A small, practical setup for keeping encrypted project secrets in Git without committing plaintext credentials.

I recently came across a secrets.yaml file in a public repository. It contains API tokens and passwords, yet it is safe to publish because the values are encrypted with SOPS and age.

There is one important condition: only the encrypted file and public keys belong in Git. The private age key must never be committed.

How it works

SOPS encrypts each value while leaving the YAML keys readable. This makes diffs useful without revealing the data:

database_password: ENC[AES256_GCM,data:...,iv:...,tag:...,type:str]

The sops section at the bottom stores encryption metadata and age recipients. An age recipient beginning with age1 is a public key, so it is fine to share. The matching private identity, beginning with AGE-SECRET-KEY-, is what unlocks the file.

Set it up

Install the two tools on macOS:

brew install sops age

On Linux, install sops and age with your package manager or from their official releases.

Generate an age identity:

mkdir -p "$HOME/Library/Application Support/sops/age"
age-keygen -o "$HOME/Library/Application Support/sops/age/keys.txt"
chmod 600 "$HOME/Library/Application Support/sops/age/keys.txt"

On Linux, use ~/.config/sops/age/keys.txt instead.

The command prints a public recipient. You can also retrieve it later:

age-keygen -y "$HOME/Library/Application Support/sops/age/keys.txt"

Keep keys.txt outside the project and back it up somewhere secure, such as a password manager. Losing it means losing access to the secrets.
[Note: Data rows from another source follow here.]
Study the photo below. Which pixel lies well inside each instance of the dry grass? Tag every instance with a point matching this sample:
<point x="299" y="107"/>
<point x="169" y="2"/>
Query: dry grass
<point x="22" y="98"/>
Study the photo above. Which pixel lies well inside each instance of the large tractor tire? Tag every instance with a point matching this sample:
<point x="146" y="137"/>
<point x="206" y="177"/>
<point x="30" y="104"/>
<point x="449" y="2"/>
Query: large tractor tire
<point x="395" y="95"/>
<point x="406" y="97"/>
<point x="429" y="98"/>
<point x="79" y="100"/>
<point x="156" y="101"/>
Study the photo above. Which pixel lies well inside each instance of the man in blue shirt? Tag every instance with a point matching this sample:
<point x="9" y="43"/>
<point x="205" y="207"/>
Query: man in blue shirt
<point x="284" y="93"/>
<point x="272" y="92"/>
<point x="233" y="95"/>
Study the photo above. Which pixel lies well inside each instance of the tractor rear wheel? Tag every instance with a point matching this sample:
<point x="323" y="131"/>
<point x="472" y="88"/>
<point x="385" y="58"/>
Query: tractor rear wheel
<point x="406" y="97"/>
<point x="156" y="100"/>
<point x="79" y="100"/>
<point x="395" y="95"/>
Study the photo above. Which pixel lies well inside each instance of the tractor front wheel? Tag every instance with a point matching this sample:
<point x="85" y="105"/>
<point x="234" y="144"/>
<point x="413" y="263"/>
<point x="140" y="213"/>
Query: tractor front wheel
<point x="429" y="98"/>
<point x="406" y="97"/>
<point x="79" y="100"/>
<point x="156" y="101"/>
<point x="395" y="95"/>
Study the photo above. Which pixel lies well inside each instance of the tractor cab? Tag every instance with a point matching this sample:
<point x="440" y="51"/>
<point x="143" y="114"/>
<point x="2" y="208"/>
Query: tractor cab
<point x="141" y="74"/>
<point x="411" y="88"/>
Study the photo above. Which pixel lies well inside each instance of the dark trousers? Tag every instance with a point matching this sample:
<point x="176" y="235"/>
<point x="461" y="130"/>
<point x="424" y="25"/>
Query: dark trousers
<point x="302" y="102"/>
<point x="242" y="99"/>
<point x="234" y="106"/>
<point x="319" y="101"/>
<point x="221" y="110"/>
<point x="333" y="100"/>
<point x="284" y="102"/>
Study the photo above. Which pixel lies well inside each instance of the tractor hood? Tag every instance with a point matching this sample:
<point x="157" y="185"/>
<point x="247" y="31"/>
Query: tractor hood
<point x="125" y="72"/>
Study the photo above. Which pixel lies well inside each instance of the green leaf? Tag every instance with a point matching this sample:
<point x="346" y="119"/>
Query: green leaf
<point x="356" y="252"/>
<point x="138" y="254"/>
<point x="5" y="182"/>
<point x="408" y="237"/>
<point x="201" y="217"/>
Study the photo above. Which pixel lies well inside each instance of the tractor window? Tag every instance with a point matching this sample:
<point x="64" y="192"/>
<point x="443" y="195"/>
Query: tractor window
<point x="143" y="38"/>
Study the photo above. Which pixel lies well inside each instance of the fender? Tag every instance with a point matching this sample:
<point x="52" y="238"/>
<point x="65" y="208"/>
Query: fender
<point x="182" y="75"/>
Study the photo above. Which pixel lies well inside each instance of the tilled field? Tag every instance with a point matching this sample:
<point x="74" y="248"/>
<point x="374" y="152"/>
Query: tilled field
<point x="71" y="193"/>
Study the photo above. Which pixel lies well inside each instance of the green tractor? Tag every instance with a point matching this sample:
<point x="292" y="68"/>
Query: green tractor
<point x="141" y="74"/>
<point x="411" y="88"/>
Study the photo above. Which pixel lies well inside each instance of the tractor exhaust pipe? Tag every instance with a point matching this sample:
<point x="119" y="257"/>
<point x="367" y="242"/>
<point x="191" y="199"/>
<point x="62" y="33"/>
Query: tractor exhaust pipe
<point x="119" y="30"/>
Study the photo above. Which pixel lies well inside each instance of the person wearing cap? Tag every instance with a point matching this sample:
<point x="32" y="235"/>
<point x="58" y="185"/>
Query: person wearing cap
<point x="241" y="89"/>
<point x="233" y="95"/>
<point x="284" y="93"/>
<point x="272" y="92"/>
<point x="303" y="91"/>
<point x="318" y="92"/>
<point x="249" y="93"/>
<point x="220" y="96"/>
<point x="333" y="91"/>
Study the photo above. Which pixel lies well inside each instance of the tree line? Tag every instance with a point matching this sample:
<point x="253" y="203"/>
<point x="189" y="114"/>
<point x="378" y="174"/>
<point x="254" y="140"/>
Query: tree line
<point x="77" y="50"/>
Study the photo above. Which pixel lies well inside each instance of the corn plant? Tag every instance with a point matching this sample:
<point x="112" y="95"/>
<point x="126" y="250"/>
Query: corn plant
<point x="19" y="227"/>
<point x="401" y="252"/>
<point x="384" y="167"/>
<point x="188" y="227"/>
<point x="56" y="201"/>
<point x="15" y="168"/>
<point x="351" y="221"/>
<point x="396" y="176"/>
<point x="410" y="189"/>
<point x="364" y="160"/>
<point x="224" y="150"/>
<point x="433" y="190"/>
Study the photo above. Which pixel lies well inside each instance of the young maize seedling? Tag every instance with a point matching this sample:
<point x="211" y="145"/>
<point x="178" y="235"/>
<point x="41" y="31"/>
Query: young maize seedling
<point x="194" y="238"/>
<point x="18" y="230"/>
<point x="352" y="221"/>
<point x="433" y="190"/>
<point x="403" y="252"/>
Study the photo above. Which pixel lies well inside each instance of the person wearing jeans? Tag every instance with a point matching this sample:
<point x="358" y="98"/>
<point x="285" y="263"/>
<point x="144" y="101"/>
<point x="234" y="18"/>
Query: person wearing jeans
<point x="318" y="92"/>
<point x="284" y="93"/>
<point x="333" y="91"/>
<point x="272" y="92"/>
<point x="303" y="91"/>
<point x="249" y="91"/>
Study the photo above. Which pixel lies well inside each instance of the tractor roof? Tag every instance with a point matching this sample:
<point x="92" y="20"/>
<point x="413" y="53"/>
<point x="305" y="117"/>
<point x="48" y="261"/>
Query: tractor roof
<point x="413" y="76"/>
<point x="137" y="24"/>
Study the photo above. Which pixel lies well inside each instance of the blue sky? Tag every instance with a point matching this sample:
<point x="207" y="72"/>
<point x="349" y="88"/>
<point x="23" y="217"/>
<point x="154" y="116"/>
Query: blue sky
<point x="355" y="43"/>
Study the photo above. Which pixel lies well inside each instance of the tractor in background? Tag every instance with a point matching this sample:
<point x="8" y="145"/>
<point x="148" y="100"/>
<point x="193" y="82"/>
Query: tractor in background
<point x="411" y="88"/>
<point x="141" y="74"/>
Create .sops.yaml in the project root and replace the example recipient with yours:

creation_rules:
  - path_regex: secrets/.*\.ya?ml$
    age: age1your_public_recipient_here

Now create the encrypted file:

mkdir -p secrets
sops secrets/secrets.yaml

Your editor opens a temporary decrypted view. Add the values, save, and close it:

DATABASE_URL: postgres://user:password@localhost/app
API_TOKEN: replace-me

The file on disk will contain encrypted values. Check it before committing:

git diff -- secrets/secrets.yaml
sops decrypt secrets/secrets.yaml

The second command is only a local check. Avoid redirecting its output to a file, since that would create a plaintext copy.

Use the secrets in an application

If the application reads environment variables, SOPS can decrypt them only for the child process:

sops exec-env secrets/secrets.yaml 'pnpm dev'

For production, CI should receive its own age private key through the platform's secret store. Do not paste the private key into the repository, Docker image, build logs, or a committed .env file.

When a teammate joins, add their public recipient to .sops.yaml, then update the encrypted file:

sops updatekeys secrets/secrets.yaml

They can decrypt it with their own private key. Nobody needs to share a private key over chat.

A short safety checklist

  • Commit .sops.yaml and the encrypted secrets file.
  • Never commit an age private key or decrypted output.
  • Use separate recipients for people and CI systems.
  • Keep a secure backup of the private key.
  • Rotate a credential immediately if it was ever committed in plaintext. Encrypting it later does not remove it from Git history.

This setup works well for small projects and configuration repositories. For larger teams, a cloud KMS or dedicated secret manager can make access control, revocation, and auditing easier. SOPS supports those too, so the encrypted file format can stay while the key management grows with the project.